If there’s a criticism to be leveled at Hot Thoughts
, it’s that Spoon seem almost consciously determined to position the record as a progression from what came before, the band’s attraction to electronics the clearest touchstone. Perhaps that’s just the critic in me talking, though. However distracting on first listen the disembodied, swirling effects building up through “Whisperi’lllistentohearit” may be, when they coalesce together as glorious white noise and resolve into an ass-kicking new wave hit, the results are sublime. The jarring synths and collapsing piano beef up “First Caress” into a coke addled dance floor hit, seemingly ready to burst at the seams but still, at less than three minutes, an effective pop bottle rocket. Where Spoon are widely considered a band steeped in the religion of minimalism, a busy song like “Do I Have To Talk You Into It” puts the lie to that, expressive and wildly colored without losing its naturally groovy thread. Each track reveals something new yet retains that Spoon flavor, revealing another gadget in a toolbox that seems bottomless. The production’s experimental bent will get most of the press, but Hot Thoughts’

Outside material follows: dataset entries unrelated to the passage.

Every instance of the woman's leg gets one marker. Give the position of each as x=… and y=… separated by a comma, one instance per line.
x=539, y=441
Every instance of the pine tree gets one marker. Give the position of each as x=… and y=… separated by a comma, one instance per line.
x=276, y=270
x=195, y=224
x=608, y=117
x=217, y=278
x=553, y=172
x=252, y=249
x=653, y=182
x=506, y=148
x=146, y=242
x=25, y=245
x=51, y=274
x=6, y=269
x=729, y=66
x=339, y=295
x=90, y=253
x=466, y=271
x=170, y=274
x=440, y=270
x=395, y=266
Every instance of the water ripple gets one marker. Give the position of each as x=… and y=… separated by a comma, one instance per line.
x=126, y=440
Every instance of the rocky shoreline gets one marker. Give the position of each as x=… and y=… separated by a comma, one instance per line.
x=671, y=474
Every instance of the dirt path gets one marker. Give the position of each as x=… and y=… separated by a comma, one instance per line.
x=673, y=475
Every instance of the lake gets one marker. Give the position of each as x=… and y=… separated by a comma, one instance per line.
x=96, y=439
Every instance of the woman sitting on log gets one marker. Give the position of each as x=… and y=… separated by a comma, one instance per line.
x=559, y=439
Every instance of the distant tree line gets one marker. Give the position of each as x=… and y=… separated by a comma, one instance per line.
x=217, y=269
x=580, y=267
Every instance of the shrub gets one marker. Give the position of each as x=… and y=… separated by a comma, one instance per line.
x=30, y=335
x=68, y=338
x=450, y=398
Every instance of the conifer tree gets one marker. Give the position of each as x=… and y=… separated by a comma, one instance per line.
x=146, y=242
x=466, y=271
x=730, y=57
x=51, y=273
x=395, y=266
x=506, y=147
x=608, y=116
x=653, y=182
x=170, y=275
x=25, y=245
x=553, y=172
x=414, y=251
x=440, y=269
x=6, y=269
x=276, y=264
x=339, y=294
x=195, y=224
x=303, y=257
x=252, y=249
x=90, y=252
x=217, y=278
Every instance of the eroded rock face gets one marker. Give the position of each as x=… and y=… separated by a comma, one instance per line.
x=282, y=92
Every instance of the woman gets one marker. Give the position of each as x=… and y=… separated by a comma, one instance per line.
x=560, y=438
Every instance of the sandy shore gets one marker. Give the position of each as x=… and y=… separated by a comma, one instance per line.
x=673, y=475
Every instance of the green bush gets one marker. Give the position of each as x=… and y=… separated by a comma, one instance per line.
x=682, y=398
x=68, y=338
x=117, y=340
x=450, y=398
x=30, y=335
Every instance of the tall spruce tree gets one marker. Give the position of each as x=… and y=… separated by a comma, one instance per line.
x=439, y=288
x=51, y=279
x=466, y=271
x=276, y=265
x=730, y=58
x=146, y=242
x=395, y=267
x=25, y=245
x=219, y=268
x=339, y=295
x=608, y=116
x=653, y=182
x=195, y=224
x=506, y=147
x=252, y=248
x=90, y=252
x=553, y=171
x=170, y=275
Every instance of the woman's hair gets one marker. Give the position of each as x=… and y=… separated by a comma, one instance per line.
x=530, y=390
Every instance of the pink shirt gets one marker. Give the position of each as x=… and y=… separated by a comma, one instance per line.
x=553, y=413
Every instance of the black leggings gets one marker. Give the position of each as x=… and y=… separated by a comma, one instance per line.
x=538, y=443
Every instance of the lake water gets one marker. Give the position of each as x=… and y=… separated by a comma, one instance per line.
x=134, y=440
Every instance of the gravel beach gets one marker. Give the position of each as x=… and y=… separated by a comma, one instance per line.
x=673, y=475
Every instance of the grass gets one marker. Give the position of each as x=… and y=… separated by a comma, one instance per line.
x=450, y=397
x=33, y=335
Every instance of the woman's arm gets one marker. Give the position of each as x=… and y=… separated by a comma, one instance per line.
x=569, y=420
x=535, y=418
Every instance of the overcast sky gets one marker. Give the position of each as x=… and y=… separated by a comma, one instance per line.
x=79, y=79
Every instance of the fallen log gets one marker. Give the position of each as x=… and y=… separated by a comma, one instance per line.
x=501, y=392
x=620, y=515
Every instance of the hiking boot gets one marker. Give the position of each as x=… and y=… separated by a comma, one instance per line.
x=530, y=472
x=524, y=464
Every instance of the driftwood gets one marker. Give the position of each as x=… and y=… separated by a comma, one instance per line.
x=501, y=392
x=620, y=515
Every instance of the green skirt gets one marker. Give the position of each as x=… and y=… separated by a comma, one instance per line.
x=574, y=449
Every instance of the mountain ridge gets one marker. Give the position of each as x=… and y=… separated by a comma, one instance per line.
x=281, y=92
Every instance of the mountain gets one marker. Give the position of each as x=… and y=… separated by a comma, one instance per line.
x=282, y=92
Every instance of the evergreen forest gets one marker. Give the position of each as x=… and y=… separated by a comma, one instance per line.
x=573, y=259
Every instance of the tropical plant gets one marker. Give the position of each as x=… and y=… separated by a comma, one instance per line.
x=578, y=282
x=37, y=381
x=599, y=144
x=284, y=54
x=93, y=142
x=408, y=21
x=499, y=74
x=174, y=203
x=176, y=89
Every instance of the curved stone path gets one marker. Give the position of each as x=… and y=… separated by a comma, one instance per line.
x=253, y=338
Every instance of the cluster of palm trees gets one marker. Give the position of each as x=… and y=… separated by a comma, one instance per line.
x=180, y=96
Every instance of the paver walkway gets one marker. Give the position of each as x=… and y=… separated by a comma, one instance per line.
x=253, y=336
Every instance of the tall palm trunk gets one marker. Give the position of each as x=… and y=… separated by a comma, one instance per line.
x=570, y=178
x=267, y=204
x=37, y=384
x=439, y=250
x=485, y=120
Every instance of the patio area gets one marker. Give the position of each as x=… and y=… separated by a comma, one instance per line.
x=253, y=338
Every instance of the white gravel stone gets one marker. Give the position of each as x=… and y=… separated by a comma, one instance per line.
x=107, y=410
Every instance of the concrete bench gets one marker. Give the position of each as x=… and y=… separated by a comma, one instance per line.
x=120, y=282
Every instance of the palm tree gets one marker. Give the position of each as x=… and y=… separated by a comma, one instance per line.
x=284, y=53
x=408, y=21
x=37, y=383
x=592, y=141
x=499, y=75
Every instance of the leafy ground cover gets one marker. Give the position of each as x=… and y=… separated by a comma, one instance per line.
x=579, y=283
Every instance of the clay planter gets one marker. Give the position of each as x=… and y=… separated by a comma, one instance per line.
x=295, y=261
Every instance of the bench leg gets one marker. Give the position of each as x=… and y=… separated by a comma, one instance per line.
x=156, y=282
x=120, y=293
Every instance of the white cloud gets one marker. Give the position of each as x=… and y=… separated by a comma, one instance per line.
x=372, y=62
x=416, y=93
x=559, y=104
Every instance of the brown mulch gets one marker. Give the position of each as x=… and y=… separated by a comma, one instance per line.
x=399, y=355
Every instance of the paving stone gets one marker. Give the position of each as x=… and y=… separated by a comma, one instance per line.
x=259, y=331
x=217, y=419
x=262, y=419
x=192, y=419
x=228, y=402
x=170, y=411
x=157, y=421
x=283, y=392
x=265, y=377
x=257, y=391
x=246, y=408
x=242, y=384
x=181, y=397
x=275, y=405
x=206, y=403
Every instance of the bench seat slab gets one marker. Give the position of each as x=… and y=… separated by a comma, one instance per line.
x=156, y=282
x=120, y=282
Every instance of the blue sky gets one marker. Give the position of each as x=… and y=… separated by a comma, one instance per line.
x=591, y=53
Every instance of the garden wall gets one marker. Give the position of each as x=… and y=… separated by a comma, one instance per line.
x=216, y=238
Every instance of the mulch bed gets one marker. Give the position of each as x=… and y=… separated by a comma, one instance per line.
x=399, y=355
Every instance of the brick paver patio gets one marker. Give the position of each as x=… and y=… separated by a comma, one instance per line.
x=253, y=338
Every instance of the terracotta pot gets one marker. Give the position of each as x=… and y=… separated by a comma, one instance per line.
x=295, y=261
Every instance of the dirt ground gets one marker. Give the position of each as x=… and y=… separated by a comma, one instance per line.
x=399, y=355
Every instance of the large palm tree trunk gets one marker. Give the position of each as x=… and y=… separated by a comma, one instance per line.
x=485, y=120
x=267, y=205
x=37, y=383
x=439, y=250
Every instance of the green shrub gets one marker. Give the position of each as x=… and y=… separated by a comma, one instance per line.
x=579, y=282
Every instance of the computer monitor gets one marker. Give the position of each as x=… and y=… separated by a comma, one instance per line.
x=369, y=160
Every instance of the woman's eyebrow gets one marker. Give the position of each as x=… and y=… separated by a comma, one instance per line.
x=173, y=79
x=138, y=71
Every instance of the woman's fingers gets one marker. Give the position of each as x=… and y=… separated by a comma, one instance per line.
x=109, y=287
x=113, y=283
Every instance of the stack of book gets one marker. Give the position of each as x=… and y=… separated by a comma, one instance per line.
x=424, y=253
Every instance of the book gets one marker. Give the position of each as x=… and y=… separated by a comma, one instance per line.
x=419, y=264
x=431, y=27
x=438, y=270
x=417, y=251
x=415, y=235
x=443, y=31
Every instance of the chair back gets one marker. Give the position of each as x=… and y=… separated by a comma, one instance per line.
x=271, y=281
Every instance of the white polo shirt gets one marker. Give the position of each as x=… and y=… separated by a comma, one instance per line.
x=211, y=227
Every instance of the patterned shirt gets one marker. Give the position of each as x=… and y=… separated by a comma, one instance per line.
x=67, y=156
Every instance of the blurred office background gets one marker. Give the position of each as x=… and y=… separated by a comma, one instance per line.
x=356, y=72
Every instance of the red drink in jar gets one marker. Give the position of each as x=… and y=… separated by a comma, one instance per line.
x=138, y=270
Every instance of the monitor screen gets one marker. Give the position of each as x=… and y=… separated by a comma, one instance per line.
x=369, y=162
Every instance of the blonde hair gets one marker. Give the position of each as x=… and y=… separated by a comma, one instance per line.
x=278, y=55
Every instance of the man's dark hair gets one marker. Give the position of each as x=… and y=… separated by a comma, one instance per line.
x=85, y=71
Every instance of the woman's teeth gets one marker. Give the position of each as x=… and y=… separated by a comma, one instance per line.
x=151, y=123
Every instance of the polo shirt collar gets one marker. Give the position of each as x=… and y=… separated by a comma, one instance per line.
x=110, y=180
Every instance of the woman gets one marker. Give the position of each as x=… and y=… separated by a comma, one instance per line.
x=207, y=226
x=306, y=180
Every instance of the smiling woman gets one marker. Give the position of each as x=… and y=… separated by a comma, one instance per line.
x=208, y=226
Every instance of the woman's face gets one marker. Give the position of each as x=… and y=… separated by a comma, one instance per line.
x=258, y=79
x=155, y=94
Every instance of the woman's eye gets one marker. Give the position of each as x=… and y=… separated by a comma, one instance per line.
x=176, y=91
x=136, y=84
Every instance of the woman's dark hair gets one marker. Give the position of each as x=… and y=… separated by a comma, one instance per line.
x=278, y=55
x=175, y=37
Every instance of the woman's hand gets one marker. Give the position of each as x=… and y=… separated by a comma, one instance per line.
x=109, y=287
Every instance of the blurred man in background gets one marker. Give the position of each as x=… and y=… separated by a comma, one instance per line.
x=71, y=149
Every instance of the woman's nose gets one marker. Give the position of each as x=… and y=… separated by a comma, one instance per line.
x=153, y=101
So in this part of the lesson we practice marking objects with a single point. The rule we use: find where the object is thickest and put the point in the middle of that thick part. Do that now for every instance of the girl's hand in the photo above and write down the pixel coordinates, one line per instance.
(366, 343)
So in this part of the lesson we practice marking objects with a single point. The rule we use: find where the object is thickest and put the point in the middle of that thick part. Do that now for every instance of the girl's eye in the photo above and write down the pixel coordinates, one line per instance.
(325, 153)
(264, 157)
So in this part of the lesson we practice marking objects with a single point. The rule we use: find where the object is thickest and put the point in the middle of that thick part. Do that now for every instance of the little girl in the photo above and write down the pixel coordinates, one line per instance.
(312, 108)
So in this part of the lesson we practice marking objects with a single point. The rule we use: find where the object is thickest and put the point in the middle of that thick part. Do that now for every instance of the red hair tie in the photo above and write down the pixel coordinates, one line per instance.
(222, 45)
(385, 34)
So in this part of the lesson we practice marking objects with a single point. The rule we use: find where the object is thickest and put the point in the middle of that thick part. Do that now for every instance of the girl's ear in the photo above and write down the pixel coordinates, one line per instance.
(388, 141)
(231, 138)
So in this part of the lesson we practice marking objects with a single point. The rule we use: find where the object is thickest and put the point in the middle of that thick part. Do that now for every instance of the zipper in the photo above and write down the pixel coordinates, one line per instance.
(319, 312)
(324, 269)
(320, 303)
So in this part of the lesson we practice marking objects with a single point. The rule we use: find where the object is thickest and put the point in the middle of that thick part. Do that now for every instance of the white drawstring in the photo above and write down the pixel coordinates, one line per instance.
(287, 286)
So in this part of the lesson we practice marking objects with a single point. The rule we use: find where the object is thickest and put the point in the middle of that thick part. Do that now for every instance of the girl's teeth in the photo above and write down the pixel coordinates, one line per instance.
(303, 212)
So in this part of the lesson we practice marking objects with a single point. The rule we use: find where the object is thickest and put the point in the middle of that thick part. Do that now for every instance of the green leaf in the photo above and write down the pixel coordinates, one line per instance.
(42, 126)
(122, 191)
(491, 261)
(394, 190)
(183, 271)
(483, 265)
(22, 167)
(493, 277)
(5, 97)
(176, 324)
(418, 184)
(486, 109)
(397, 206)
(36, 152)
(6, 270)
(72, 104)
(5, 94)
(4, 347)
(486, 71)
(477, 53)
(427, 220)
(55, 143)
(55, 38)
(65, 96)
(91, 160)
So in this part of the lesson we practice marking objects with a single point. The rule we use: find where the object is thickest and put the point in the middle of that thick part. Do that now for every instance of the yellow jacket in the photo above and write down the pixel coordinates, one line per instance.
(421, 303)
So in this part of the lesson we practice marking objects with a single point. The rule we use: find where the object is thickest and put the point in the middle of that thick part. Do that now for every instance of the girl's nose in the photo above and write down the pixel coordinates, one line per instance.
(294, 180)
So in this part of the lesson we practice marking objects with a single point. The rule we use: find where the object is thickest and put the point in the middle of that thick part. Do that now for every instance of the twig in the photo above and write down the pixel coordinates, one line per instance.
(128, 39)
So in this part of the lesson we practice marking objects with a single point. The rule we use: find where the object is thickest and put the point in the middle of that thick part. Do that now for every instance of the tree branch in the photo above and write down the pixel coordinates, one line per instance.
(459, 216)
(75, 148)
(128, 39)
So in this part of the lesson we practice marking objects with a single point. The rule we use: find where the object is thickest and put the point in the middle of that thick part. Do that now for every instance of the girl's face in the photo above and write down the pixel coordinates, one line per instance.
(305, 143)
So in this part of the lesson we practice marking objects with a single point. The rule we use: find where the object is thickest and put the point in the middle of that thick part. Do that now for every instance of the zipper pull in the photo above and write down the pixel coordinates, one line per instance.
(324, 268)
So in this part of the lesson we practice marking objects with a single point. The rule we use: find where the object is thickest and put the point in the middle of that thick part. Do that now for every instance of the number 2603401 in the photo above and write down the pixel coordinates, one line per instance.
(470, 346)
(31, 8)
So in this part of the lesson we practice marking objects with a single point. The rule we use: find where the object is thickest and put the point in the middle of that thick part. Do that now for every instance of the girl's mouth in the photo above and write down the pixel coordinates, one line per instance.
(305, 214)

greatest gift is that it successfully highlights Spoon’s most underrated trait: a mastery of the studio environment that has gone relatively unappreciated since at least 2005’s Gimme Fiction
. Indeed, the album’s sole misstep, protest anthem “Tear It Down,” is undercut more by Daniel’s clumsy, rote lyricism than the track’s rock solid, pub piano hook. Yet even when Daniel is coasting, like on the macho posturing of “Shotgun,” it’s not enough to defuse the manic energy that the band set a match to every track and happily, deliriously follow through on setting off.
When “Us” closes up shop, the rare instrumental in the group’s discography and surely the one most defined by its smoky mood and dedication to avoiding any particular structure, it almost feels like a dare, and maybe one that’s too on the nose. The lights have dimmed and all that’s left is that mournful horn, a 3 a.m. saxophone if there ever was one. Daniel is watching with lidded eyes somewhere, likely by the bar, probably more than a little drunk and already feeling a hangover creeping blackly in. “Us” is a companion piece to “Pink Up” and “I Ain’t The One,” the latter Daniel’s vision of a lounge singer’s ballad set in a post-industrial club from hell, the former’s vibraphone recalled in the blurry brushstrokes that saxophone paints in Hot Thoughts’
final moments. Together they represent Spoon’s bravest excursions to date, brilliant and distinct in their own way. Yet the common thread between all three, and the rest of Hot Thoughts
, is the painstaking attention to detail. It’s that craftsman’s care that is, more than any three-and-a-half-minute post-punk guitar track, the defining characteristic of what makes Spoon such a singular band, and what allows them to still maintain that capacity to surprise, nine albums and two-and-a-half decades on.